The brackets point >at<
the segment of the word that you want to contribute to the pronunciation. This is accomplished using a grapheme-to-phoneme alignment corpus generated using phonetisaurus
and the base_dictionary.txt
file. In the a>zure<
example, the word “azure” is located in the alignment corpus, and the output phonemes from the phonemes “zure” in it are used.
Language Models
Language models must be in plaintext ARPA format.
A voice2json
profile will typically contain 2 language models:
base_language_model.txt
- A large, pre-built language model that summarizes a given language
- Used when
--open
flag is given to transcribe-wav - Used during language model mixing
language_model.txt
- Summarizes the valid voice commands for a profile
- Automatically generated by train-profile
When using DeepSpeech, language models are automatically converted to binary format using KenLM.
Grapheme To Phoneme Models
A grapheme-to-phoneme (g2p) model helps guess the pronunciations of words outside of the dictionary.

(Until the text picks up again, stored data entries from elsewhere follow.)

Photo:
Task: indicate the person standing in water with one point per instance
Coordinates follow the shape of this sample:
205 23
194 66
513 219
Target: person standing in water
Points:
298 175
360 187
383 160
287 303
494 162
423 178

These models are trained on each profile’s base_dictionary.txt
file using phonetisaurus and saved in the OpenFST binary format.

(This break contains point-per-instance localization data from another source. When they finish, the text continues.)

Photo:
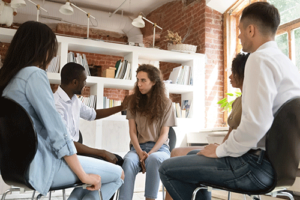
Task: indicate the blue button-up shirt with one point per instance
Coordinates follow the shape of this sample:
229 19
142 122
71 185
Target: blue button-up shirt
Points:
31 89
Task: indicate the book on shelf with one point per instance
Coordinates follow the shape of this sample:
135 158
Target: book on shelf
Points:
90 101
54 65
186 105
123 70
79 59
182 75
109 103
184 110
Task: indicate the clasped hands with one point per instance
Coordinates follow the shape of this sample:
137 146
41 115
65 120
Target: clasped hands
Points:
143 155
209 151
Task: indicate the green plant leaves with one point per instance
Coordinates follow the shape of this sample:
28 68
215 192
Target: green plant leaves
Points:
227 106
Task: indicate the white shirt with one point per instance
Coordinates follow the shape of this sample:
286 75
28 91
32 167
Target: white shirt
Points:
270 80
71 110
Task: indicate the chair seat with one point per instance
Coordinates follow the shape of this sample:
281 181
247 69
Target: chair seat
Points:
259 192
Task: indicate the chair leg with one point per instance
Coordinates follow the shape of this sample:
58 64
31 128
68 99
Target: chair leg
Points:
4 194
100 195
196 191
33 195
286 194
39 196
229 195
117 194
64 194
163 191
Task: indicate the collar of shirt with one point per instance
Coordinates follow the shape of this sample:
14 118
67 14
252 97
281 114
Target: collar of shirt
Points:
64 96
270 44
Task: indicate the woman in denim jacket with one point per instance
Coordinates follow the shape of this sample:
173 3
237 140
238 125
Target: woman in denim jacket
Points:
23 78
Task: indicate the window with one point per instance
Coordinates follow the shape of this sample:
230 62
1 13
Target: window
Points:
288 9
297 47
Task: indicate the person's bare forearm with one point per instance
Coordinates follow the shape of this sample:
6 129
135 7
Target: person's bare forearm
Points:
161 140
85 150
102 113
227 135
76 167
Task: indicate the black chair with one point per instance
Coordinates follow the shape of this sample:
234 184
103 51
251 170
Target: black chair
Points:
282 149
18 146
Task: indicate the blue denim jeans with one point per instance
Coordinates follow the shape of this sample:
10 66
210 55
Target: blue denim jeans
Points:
131 168
181 175
110 178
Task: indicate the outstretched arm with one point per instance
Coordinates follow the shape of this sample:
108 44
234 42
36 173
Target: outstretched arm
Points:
85 150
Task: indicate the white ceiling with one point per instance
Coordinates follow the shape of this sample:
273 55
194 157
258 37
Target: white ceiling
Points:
130 7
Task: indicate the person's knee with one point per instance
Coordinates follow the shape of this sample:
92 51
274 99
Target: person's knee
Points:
176 152
193 152
123 175
154 160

G2P prediction can also be done using transformer models.
Phoneme Maps
Each profile contains one or more text files that contains a mapping from the phonemes present in the profile’s pronunciation dictionaries to either eSpeak (espeak_phonemes.txt
) or MaryTTS (marytts_phonemes.txt
). The format is simple:
S1 D1
S2 D2
...
where S1
is a source dictionary phoneme and D1
is a destination eSpeak/MaryTTS phoneme. These mappings are produced manually, and may not be perfect. The goal is to help users hear how the speech recognizer is expecting a word to be pronounced and to control how words are spoken.